Shackelford D A, Yeh R Y, Zivin J A
Department of Neurosciences, University of California, San Diego, La Jolla.
J Neurochem. 1993 Aug;61(2):738-47. doi: 10.1111/j.1471-4159.1993.tb02180.x.
Reversible spinal cord ischemia in rabbits induced a rapid loss of Ca2+/calmodulin-dependent protein kinase II (CaM kinase II) activity measured as incorporation of phosphate into exogenous substrates. About 70% of the activity was lost from the cytosolic fraction of spinal cord homogenates after 15 min of ischemia preceding irreversible paraplegia, which takes 25 min in this model. The loss of enzyme activity correlated with a loss of in situ renaturable autophosphorylation activity and a loss of CaM kinase II alpha and beta subunits in the cytosol detected by immunoblotting. CaM kinase II activity in the particulate fraction also decreased but the protein levels of the alpha and beta subunits increased. Thus ischemia resulted in an inactivation of CaM kinase II and a sequential or concurrent subcellular redistribution of the enzyme. However, denaturation and renaturation in situ of the CaM kinase subunits immobilized on membranes partly reversed the apparent inactivation of the enzyme in the particulate fraction. CaM kinase II activity was restored after reperfusion following short (< or = 25 min) durations of ischemia but not after longer durations (60 min) that result in irreversible paraplegia. The ischemia-induced inactivation of CaM kinase II, which phosphorylates proteins regulating many cellular processes, may be important in the cascade of events leading to delayed neuronal cell death.

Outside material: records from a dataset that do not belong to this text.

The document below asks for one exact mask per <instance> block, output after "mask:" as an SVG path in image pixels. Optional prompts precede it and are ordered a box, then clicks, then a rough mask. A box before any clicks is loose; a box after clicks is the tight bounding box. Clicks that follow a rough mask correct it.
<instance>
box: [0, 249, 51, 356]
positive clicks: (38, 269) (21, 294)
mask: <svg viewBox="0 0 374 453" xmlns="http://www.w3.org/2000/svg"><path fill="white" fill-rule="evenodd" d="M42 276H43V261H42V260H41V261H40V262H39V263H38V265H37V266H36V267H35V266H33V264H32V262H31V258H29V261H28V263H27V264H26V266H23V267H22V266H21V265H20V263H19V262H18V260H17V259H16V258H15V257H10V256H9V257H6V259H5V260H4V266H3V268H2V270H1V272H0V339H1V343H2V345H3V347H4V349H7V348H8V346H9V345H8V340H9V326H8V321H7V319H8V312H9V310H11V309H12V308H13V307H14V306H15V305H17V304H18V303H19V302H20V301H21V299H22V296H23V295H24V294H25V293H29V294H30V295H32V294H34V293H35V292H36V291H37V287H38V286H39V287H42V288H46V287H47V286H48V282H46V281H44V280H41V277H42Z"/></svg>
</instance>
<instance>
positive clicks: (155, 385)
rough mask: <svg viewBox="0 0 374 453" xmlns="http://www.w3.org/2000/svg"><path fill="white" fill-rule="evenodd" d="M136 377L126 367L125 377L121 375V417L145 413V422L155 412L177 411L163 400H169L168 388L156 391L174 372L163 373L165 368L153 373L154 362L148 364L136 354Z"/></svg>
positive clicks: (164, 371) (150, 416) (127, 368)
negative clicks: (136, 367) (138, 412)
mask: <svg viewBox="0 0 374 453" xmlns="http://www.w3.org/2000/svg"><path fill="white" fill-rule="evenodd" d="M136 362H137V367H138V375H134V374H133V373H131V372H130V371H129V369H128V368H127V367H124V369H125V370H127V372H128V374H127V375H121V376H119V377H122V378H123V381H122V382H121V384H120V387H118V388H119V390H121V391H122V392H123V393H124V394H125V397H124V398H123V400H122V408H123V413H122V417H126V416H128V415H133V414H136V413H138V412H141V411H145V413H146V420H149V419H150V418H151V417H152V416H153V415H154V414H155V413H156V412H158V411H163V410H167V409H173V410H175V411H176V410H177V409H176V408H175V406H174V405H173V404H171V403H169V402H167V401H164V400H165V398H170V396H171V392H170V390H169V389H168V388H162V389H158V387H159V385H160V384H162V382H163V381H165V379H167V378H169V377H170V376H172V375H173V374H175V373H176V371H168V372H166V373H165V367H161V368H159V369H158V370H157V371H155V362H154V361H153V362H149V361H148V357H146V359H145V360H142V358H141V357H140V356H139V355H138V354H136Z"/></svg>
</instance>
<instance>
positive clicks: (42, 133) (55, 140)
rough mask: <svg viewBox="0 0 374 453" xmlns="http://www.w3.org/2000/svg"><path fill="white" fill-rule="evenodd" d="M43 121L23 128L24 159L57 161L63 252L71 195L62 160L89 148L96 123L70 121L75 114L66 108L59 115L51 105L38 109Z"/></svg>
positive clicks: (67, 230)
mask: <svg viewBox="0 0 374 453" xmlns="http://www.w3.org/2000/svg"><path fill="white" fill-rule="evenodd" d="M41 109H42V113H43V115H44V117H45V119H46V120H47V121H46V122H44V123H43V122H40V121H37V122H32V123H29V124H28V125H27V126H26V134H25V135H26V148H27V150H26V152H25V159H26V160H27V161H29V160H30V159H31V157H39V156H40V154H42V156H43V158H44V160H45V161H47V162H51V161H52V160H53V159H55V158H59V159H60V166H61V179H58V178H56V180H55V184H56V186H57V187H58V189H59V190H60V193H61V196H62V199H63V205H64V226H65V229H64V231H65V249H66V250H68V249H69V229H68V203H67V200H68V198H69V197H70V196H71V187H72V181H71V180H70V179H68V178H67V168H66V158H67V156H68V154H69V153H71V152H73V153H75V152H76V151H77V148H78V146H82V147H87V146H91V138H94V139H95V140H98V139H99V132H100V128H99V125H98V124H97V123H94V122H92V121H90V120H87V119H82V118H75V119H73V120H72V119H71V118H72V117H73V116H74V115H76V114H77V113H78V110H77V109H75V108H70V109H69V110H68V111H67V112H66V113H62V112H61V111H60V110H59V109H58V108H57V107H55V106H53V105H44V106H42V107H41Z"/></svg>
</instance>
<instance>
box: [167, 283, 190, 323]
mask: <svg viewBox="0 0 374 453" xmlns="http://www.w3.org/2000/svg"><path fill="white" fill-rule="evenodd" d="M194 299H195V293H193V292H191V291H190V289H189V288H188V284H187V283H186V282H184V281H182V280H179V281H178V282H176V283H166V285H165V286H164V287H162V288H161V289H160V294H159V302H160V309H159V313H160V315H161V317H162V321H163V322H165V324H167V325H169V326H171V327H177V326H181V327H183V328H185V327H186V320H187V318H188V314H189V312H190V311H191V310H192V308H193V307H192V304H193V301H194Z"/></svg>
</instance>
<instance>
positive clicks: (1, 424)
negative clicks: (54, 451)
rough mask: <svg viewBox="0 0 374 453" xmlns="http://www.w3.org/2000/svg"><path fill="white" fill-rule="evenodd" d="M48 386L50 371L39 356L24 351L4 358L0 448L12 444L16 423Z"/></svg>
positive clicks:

兔可逆性脊髓缺血导致钙调蛋白依赖性蛋白激酶II(CaM激酶II)活性迅速丧失,该活性通过磷酸掺入外源底物来测定。在该模型中,在不可逆性截瘫(25分钟)前15分钟的缺血后,脊髓匀浆胞质部分约70%的活性丧失。酶活性的丧失与原位可复性自磷酸化活性的丧失以及通过免疫印迹检测到的胞质中CaM激酶IIα和β亚基的丧失相关。微粒体部分的CaM激酶II活性也降低,但α和β亚基的蛋白质水平增加。因此,缺血导致CaM激酶II失活以及该酶的顺序性或同时性亚细胞重新分布。然而,固定在膜上的CaM激酶亚基的原位变性和复性部分逆转了微粒体部分酶的明显失活。短暂(≤25分钟)缺血后再灌注可恢复CaM激酶II活性,但导致不可逆性截瘫的较长时间(60分钟)缺血后则不能恢复。缺血诱导的CaM激酶II失活,该激酶可磷酸化调节许多细胞过程的蛋白质,可能在导致延迟性神经元细胞死亡的一系列事件中起重要作用。